Trattoria La Bassa a Treviso: tagliatelle fatte a mano e una costata che arriva ancora sulla piastra
La Trattoria La Bassa si trova poco fuori dal centro storico di Treviso, in viale Brigata Marche. È un locale a conduzione familiare, accogliente e vivace, con una cucina italiana tradizionale che cambia secondo la stagione.
La carta non insegue costruzioni elaborate. Pasta fresca, ragù, carne alla griglia, frattaglie e piatti del giorno formano una proposta concreta, sostenuta da porzioni generose e da una cantina più curata di quanto il termine trattoria potrebbe far immaginare.

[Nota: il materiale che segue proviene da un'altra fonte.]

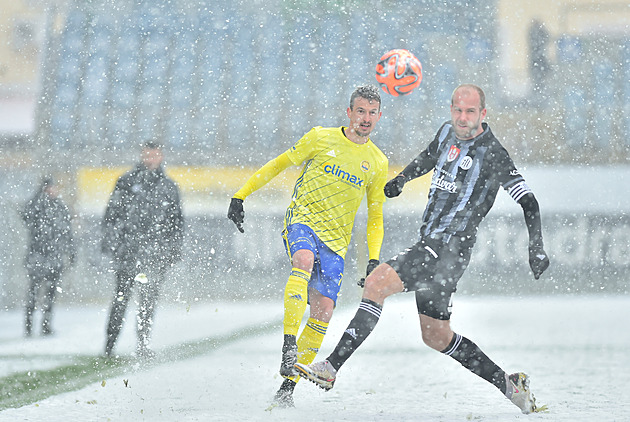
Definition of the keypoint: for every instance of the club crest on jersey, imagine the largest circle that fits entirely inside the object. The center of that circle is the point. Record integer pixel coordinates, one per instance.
(453, 153)
(466, 163)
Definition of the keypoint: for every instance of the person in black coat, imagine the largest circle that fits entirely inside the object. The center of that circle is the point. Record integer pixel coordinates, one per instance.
(50, 247)
(143, 233)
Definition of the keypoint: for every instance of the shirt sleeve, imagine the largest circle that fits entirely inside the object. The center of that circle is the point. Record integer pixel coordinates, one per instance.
(303, 149)
(509, 177)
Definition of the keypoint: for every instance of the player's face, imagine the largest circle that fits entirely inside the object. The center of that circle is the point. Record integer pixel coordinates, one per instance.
(363, 116)
(466, 114)
(152, 158)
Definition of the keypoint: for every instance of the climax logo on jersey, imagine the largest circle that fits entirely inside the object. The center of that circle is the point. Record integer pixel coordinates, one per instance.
(344, 175)
(452, 153)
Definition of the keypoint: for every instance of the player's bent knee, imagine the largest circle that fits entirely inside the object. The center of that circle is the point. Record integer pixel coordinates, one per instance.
(382, 282)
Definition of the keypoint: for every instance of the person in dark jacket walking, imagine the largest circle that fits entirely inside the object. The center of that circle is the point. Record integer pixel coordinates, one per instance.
(143, 232)
(51, 246)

Durante la nostra visita nel 2026 siamo tornati soprattutto per verificare la fama della carne. La costata resta il piatto più riconoscibile, ma la cena non sarebbe completa senza una porzione di tagliatelle.
Salumi, tortini e antipasti senza inutili decorazioni
L’apertura più coerente è la selezione di salumi e formaggi, servita in quantità abbondante e pensata per essere condivisa.
Interessanti anche i tortini di verdure, che cambiano durante l’anno. La consistenza resta morbida, con una superficie ben dorata e un accompagnamento semplice.
Non conviene moltiplicare gli antipasti. La cucina della Bassa diventa più interessante con la pasta e soprattutto con la carne.
Le tagliatelle tirate a mano meritano spazio
Le tagliatelle al ragù tagliato al coltello hanno una sfoglia ruvida, abbastanza spessa da sostenere un condimento ricco senza perdere consistenza.
Il ragù è saporito, con la carne ben riconoscibile e una cottura sufficientemente lunga da legare il fondo. Non è una salsa uniforme né eccessivamente pomodorosa: resta un condimento rustico e molto carnoso.
Quando compare il ragù d’anatra, il gusto diventa più intenso e leggermente selvatico. È il primo che sceglierei prima della costata, purché si divida la porzione o si arrivi con un buon appetito.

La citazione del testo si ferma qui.